Water's Women's Work

01_CommissionOnTheStatusOfWomen_495X300.jpg

Steve ran across this talk he gave at the UN a few years back on "Women and Water in South Sudan." Thought you might enjoy hearing it. 

"Distinguished Attendees - What is the greatest invention of the 20th century?

Before the invention of the washing machine, WOMEN gathered water from a pipe, lake, river, well - it required 8-10 trips per day, then the water had to be heated, poured into a tub with soap, and then the real work started.

The washing machine, piped gas, running water, and all these mundane household technologies enabled women to enter the labor market, which then meant that they had fewer children, had them later, invested more in each of them, especially female children. That changed their bargaining positions within the household and in wider society, giving women votes and endless changes. It has transformed the way we live.

Ha-Joon Chang, a South Korean Economist, suggests that simple labor-saving inventions, the kind we pay little attention to, have reduced household labor from 60 hours/week to 3-4. Is he right?
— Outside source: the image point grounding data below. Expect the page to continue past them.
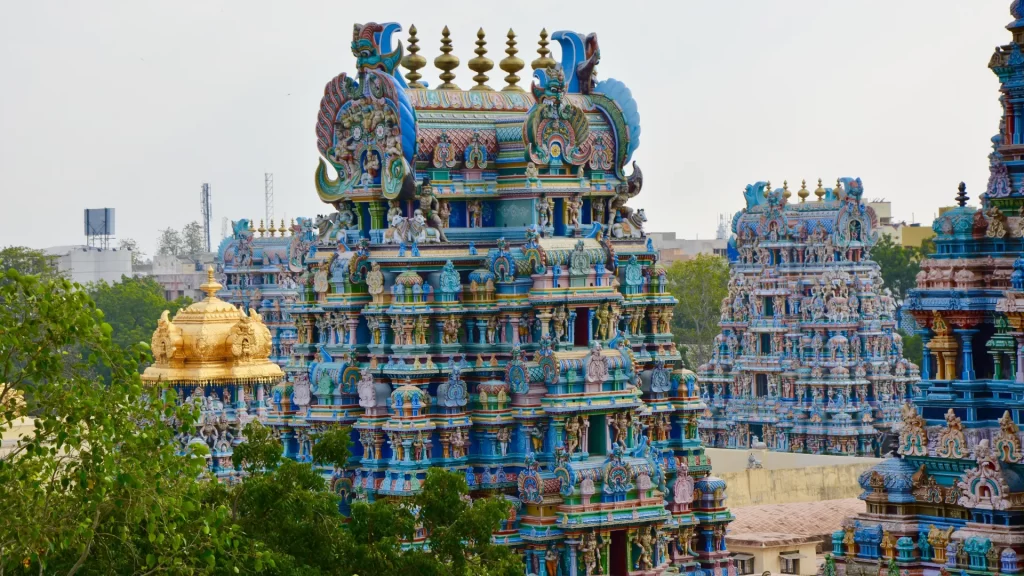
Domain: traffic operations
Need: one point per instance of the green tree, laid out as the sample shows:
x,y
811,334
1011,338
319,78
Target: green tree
x,y
97,486
899,264
29,261
193,240
132,307
136,253
698,285
170,243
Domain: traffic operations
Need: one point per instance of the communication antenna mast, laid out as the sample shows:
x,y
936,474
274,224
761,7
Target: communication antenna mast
x,y
268,195
205,209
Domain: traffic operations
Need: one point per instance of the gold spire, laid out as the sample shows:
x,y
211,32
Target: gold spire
x,y
803,192
211,342
480,65
211,286
545,60
414,62
446,63
511,65
820,192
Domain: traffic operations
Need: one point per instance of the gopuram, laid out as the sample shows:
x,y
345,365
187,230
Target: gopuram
x,y
809,359
482,297
952,502
259,273
216,356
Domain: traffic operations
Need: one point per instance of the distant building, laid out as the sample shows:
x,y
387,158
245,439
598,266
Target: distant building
x,y
909,236
88,263
671,248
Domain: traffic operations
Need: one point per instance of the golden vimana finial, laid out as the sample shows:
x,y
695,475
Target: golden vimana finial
x,y
803,193
545,60
511,65
211,286
446,63
414,62
820,192
480,65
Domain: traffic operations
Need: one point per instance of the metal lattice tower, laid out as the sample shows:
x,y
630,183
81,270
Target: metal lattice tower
x,y
207,212
268,195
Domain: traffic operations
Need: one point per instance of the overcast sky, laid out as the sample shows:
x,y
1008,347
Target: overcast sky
x,y
133,105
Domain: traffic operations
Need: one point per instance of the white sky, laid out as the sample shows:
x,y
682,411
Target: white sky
x,y
133,105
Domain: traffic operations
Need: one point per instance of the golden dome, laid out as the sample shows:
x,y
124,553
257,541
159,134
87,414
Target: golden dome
x,y
211,341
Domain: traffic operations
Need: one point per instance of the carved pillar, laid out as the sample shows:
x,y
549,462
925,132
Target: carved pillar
x,y
926,357
967,359
1020,358
352,322
377,211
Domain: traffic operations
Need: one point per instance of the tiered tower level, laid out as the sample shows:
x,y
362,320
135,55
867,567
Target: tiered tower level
x,y
482,298
808,359
953,500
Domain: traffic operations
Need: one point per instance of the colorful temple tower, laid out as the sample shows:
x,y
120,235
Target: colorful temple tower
x,y
216,356
809,359
482,298
261,272
953,500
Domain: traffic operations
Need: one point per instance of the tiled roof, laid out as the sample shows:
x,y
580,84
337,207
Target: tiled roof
x,y
813,519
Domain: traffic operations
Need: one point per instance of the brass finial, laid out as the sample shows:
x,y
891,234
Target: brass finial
x,y
414,62
446,63
545,60
803,192
211,286
511,65
480,65
820,192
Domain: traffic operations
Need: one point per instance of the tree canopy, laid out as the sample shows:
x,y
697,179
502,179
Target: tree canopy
x,y
132,307
899,264
698,285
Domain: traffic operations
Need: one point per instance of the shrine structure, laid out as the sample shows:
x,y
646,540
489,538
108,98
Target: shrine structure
x,y
483,298
952,501
258,272
809,359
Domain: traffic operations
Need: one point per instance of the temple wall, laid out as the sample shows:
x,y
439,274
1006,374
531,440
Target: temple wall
x,y
787,477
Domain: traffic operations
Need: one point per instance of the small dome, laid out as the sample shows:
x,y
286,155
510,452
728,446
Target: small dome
x,y
897,477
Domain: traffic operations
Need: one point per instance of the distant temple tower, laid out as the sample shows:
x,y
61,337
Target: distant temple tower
x,y
952,501
808,359
481,297
216,356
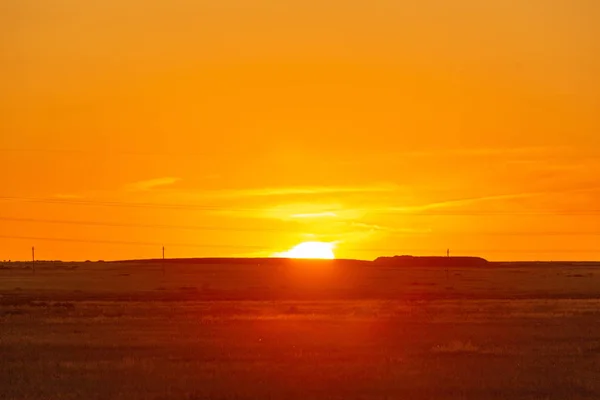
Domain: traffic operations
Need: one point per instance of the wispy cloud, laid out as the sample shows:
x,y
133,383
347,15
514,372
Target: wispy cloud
x,y
68,196
150,184
325,214
461,202
293,191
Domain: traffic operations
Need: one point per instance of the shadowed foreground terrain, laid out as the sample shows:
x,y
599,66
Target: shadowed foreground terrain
x,y
298,331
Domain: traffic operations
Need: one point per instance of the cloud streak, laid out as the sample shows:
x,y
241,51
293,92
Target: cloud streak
x,y
150,184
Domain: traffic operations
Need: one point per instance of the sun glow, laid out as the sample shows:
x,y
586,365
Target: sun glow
x,y
317,250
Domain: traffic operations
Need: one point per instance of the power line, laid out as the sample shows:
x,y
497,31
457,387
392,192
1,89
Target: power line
x,y
138,225
274,230
270,248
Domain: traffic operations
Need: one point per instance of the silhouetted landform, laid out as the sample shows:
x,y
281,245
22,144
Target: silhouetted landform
x,y
264,261
450,262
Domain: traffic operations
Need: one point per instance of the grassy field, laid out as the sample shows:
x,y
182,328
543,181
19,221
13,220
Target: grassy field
x,y
299,331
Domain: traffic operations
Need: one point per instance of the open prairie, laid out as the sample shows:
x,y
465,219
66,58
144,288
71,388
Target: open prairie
x,y
299,330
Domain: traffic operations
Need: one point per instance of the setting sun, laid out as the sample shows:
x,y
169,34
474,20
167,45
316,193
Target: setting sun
x,y
319,250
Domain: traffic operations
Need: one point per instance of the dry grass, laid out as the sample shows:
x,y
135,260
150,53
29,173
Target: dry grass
x,y
142,343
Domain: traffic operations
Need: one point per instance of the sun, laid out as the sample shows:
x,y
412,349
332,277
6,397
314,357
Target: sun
x,y
316,250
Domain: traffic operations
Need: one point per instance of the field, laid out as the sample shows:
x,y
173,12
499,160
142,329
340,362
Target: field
x,y
299,330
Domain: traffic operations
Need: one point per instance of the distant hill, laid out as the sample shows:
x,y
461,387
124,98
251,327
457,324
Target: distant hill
x,y
411,261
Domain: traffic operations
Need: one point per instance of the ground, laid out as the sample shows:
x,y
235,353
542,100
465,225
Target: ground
x,y
299,331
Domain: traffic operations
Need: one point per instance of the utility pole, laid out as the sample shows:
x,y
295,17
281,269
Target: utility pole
x,y
447,272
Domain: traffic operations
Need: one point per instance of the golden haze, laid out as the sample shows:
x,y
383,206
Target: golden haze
x,y
244,128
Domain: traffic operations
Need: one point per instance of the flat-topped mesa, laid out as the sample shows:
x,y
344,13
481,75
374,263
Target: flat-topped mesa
x,y
411,261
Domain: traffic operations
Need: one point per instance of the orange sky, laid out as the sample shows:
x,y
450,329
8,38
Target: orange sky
x,y
237,127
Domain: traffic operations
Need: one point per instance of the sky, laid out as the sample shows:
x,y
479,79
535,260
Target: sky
x,y
243,128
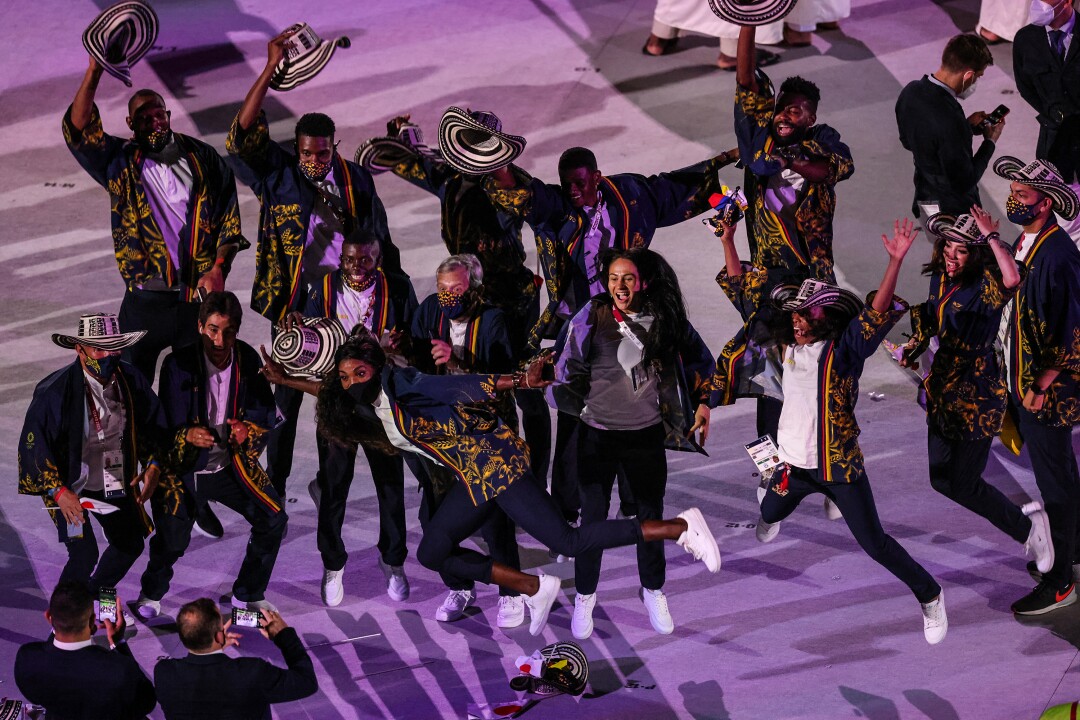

I have no idea, but I do know this…if women in the developed west were still spending 6,8,10,12, 15 hours per day managing the home, collecting water, cleaning clothes, gathering food items and then cooking them and then cleaning up afterward and then getting the clothes around for the next day and then… and then… and then…

We would not see more women in college today than men. 

There would be no women at this UN gathering. 

In Sub-Saharan Africa, 200,000,000 hours are spent each day collecting water, 40,000,000,000 hours/year. I hear that 71% of water gathering is done by women in Africa. I don’t know how that number was arrived at because I have rarely seen a man collecting water.

Given that women raise 75% of the crops, 50% of the livestock, and yet collect only 10% of the income and own a mere 1% of the assets in Africa…

There is a great deal of talk these days about slavery as well there should be…

But I suggest: Unless we free women from the slavery of daily household chores, how will they ever change the statistics I just gave?

Unless women occupy key decision-making positions, who will free them? In 2012 only 6% of ministerial positions within government environment and natural resource departments were held by women. 

Unless women are seen as partners rather than competitors in the labor marketplace, we will not see their many hours of toil for the waste that it is. 

As Lakshmi Puri said at this very United Nations, 'Development is neither sustainable nor inclusive if it does not free women and girls from the burden of carrying heavy buckets of water every day.'

At WiB we drill boreholes. It is not sexy but it frees women, and I'm very pleased with what that will mean 100 years from now!"